Since then, the industry has shed hundreds of thousands of workers around the world as employers tightened their belts. About 250 North American drillers and oil field services companies have filed for bankruptcy, according to a count by law firm Haynes & Boone.
Drillers began steadily putting up new oil rigs last summer as prices stabilized above $40 a barrel, and later, above $50 after OPEC and other producers finally agreed to cut output. Lower costs and more efficient drilling methods have also contributed to a recovery in U.S. drilling.
U.S. energy companies are now adding employees, particularly in areas like Permian Basin in Texas and New Mexico, where crude can be drilled at relatively low costs.
Last week, LinkedIn reported hiring in the oil and energy sector among people on its platform was 30 percent higher in April than a year ago. Cities that have seen hiring rev up include Houston, Dallas, Oklahoma City, San Antonio and Pittsburgh, the data show.
Head count should remain on an upswing so long as oil prices stay where they are today — around $50 a barrel — said Guy Berger, an economist at LinkedIn.
Piper-Morgan, the Houston recruiter, reports it has done as much business in the first four months of this year as it did in all of 2016. Darroh said the firm believes the worst may be over.
“We’re pretty optimistic that we’ve seen the bottom and we’ll continue to grind upwards, barring any unforeseen precipitous drop in crude prices below $40,” he told CNBC. U.S. crude was changing hands at around $46 a barrel on Monday.
That tone of cautious optimism is prevalent throughout the industry, a survey of hiring managers by recruiting firm Airswift and online job board Energy Jobline suggests.
Less than one-third of energy hiring managers anticipate the industry will recover in the next 12 months, while 44 percent of workers expect a rebound in that time.
The prospects for a stable recovery became clouded last week, as oil prices posted a third straight weekly loss, dropping on Thursday to levels not seen since before OPEC agreed to cut production last November.

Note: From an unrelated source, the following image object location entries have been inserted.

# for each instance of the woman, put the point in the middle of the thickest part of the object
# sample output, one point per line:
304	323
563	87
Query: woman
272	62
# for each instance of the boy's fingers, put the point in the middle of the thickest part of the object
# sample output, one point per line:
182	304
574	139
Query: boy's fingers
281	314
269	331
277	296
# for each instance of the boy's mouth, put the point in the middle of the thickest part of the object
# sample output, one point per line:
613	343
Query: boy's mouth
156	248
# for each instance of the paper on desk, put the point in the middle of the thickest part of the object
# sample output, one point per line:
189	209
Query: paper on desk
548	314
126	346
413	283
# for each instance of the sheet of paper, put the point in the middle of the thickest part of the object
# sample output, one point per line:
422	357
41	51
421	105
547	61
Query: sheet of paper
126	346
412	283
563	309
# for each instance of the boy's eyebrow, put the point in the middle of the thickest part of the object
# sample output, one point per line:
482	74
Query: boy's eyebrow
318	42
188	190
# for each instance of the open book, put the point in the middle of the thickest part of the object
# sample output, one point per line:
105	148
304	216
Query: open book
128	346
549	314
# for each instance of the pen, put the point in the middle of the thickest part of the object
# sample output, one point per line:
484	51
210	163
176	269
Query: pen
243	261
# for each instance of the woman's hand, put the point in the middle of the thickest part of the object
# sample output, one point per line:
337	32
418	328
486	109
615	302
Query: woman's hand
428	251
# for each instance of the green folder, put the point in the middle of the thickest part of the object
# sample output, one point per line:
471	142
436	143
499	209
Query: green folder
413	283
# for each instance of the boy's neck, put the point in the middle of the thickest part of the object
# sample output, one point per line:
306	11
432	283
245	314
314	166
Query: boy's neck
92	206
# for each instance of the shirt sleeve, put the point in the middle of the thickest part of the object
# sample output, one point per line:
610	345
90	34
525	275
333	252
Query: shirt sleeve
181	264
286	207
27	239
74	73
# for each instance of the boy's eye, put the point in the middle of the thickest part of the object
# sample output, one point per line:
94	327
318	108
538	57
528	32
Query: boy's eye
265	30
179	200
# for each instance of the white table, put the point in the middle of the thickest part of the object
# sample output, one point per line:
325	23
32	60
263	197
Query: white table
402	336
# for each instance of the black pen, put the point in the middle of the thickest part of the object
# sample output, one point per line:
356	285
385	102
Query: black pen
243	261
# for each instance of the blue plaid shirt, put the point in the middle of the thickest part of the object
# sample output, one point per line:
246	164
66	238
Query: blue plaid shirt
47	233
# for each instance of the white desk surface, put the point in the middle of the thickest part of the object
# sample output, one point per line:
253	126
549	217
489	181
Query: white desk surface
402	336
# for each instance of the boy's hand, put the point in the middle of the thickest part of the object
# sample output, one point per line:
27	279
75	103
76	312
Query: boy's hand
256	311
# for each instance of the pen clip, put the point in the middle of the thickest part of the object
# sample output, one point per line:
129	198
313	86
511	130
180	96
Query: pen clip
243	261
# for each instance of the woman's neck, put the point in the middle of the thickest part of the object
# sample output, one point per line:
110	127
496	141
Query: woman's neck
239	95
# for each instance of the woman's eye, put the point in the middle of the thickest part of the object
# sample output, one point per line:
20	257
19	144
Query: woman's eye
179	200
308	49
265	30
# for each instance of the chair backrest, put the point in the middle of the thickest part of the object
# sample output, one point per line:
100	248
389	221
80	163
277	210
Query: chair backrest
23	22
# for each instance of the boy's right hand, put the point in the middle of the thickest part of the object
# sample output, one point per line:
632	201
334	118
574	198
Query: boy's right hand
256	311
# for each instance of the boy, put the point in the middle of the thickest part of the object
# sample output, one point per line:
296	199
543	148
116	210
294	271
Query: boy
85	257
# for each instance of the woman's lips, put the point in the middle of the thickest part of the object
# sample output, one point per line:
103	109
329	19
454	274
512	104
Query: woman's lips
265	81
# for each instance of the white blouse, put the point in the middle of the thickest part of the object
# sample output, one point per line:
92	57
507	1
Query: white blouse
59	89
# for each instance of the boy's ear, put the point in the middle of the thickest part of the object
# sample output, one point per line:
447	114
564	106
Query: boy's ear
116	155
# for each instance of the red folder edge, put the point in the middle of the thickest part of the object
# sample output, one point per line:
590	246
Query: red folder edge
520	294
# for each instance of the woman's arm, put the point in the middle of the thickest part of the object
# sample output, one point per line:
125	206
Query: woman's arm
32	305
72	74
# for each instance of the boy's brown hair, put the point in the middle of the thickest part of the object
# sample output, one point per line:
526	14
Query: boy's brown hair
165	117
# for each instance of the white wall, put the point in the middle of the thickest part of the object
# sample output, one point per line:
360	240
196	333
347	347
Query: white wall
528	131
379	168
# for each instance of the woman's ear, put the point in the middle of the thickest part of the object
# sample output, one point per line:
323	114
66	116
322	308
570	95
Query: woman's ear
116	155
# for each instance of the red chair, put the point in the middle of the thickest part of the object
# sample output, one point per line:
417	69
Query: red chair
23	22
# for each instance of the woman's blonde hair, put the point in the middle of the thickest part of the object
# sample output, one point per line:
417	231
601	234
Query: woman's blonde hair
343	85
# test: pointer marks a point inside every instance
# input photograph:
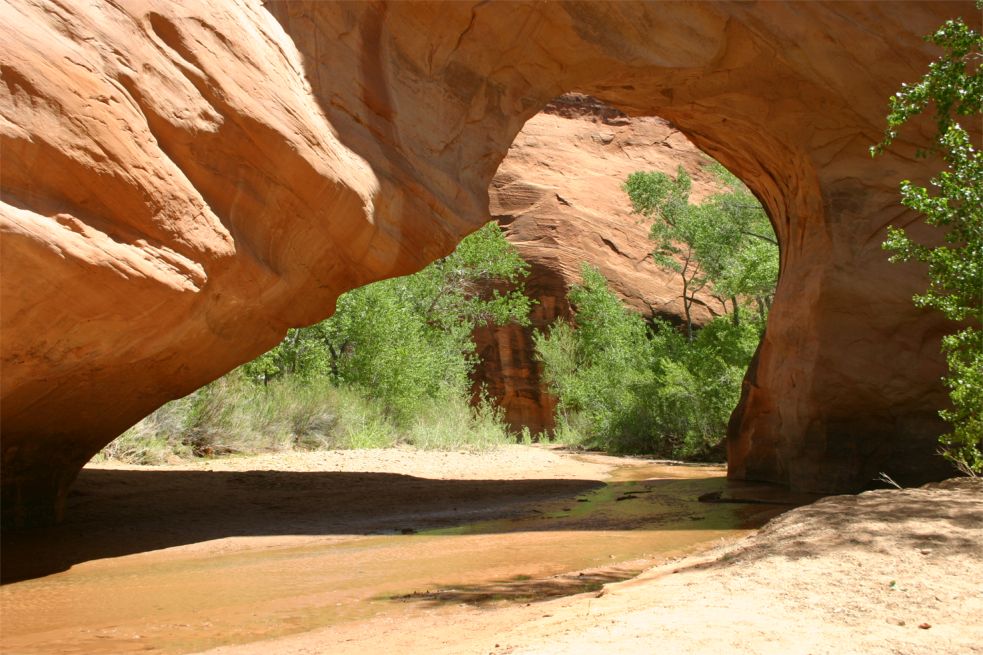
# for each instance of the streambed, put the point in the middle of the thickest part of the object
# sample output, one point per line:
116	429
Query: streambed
178	560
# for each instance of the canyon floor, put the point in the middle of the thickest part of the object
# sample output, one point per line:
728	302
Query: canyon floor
516	550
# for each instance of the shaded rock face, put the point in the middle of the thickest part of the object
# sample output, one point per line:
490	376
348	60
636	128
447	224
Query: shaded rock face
558	194
183	181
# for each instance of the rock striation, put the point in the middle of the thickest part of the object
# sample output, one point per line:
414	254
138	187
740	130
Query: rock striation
184	181
558	194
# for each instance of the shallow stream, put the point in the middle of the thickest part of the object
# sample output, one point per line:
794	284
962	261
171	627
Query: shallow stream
239	588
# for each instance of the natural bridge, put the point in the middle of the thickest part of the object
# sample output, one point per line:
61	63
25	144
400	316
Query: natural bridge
182	182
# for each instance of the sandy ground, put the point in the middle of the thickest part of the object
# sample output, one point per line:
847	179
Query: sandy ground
893	571
882	572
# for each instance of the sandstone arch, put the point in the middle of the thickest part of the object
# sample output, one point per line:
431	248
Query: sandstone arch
181	184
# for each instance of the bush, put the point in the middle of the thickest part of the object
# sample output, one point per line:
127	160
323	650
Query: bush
624	386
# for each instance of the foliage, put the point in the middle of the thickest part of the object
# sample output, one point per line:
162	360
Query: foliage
409	339
626	386
724	245
390	367
954	203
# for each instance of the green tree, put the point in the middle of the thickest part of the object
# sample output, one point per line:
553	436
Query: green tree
408	339
679	231
953	202
627	386
724	246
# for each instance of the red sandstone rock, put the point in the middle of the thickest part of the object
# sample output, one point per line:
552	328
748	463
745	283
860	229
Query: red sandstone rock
183	181
558	192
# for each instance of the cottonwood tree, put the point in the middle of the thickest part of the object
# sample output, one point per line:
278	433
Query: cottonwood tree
725	245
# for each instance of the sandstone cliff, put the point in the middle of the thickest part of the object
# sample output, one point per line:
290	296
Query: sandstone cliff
558	194
183	181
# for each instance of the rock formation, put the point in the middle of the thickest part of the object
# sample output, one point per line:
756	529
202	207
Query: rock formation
183	181
558	194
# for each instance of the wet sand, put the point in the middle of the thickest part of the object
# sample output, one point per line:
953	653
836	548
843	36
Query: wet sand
228	553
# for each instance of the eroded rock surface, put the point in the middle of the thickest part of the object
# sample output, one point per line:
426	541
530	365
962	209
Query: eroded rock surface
183	181
558	193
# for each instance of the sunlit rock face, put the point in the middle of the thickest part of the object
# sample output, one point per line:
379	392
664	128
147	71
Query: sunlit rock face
183	181
558	193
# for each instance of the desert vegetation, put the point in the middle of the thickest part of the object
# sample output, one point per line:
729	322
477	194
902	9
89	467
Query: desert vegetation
391	366
626	384
952	203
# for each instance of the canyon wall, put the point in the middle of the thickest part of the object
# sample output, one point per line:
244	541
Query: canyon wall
184	181
558	195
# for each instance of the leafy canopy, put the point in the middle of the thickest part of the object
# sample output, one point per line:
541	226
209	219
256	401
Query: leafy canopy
953	202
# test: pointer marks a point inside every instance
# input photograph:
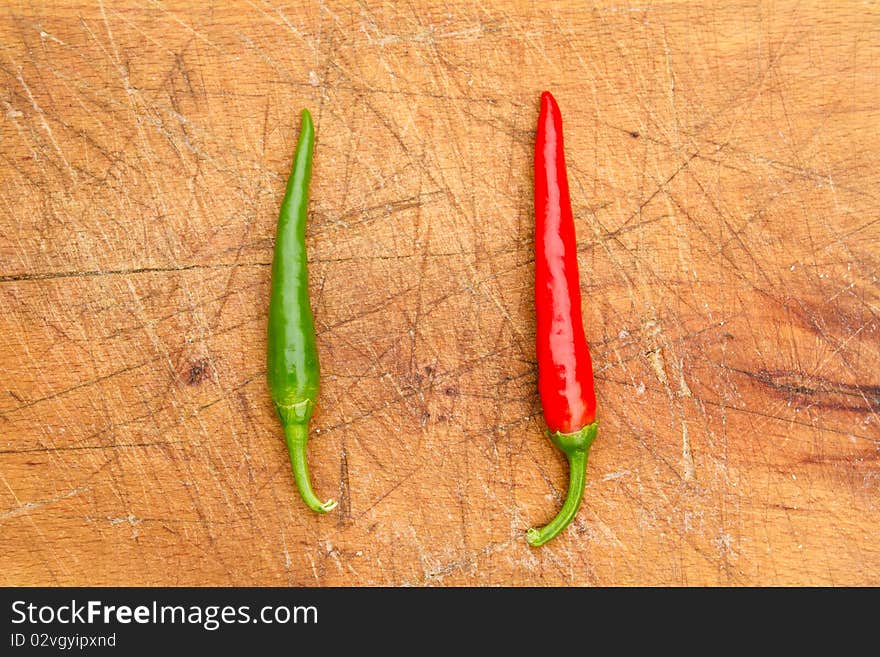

U.S. crude futures extended those losses in overnight trading on Friday, dropping as low as $43.76 a barrel in a sort of “flash crash.”
Analysts told CNBC the sell-off was fueled by computerized trading and forced selling as oil futures crashed through a number of technical levels. Thursday’s lows likely represent a near-term bottom, they say.
Still, some drillers will find their profit margins coming under pressure if crude prices trade around $45 a barrel, said Tom Kloza, global head of energy analysis at Oil Price Information Service.